State Coincident Indexes in September
by Charles Steindel  October 28, 2020

The Federal Reserve Bank of Philadelphia's state coincident indexes continued to be remarkably mixed in September, but still on an uptrend. 11 states saw an increase of 10 percent or more in the three months since June, led by Massachusetts' gain of nearly 32 percent. In contrast, 2 states saw their indexes drop since June and 3 others—including Texas—had gains of less then 1 percent. Once again, the reported national increase of only 2.3 percent is at odds with the state results (California and Florida also had marked gains, though less striking than New York).

Over the last year, Utah, Nevada, and Georgia saw modest increases in their indexes, while all other states dropped, with Hawaii's 32.2 percent being far and away the largest. Aside from Massachusetts, 3 other large Northeastern states had double-digit gains: New Jersey, New York, and Pennsylvania. From August to September 8 states fell, with Hawaii experiencing a shocking 5.5 percent drop. On the other side, Kentucky and Massachusetts both roe 7.8 percent. As was the case for the three-month move, large Northeastern states also did well in August-September, again including New York, New Jersey, and Pennsylvania in that group.

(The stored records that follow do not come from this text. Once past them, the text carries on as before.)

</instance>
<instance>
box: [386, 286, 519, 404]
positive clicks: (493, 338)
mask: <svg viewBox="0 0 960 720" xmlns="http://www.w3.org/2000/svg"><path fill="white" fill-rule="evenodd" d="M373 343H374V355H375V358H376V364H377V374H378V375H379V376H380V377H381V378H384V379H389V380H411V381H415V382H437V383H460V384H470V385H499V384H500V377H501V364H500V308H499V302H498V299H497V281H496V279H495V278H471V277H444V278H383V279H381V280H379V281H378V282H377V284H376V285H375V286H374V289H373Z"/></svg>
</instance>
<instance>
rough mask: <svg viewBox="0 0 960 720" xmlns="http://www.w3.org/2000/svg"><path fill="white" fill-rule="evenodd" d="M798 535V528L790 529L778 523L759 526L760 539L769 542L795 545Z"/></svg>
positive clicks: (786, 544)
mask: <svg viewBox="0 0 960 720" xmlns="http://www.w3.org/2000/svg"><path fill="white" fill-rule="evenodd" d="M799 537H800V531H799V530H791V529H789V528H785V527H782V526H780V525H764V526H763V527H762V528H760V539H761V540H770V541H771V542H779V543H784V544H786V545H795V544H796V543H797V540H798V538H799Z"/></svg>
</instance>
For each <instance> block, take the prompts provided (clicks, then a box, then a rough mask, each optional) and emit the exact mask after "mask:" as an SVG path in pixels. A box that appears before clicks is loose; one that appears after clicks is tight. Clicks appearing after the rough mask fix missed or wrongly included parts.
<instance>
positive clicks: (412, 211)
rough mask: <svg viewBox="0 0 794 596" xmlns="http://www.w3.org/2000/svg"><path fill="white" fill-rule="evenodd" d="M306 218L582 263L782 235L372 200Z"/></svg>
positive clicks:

The latest report suggests that recovery in the Northeast has been most recently been stronger than most of the rest of the nation; this may reflect in part that area lagging in reopening (and so lagging in the surge connected with that) than elsewhere. However, given the still uncertain path of the economy, complicated by the latest surge in cases, it is hard to draw any conclusions about the underlying trends in state and local divergences.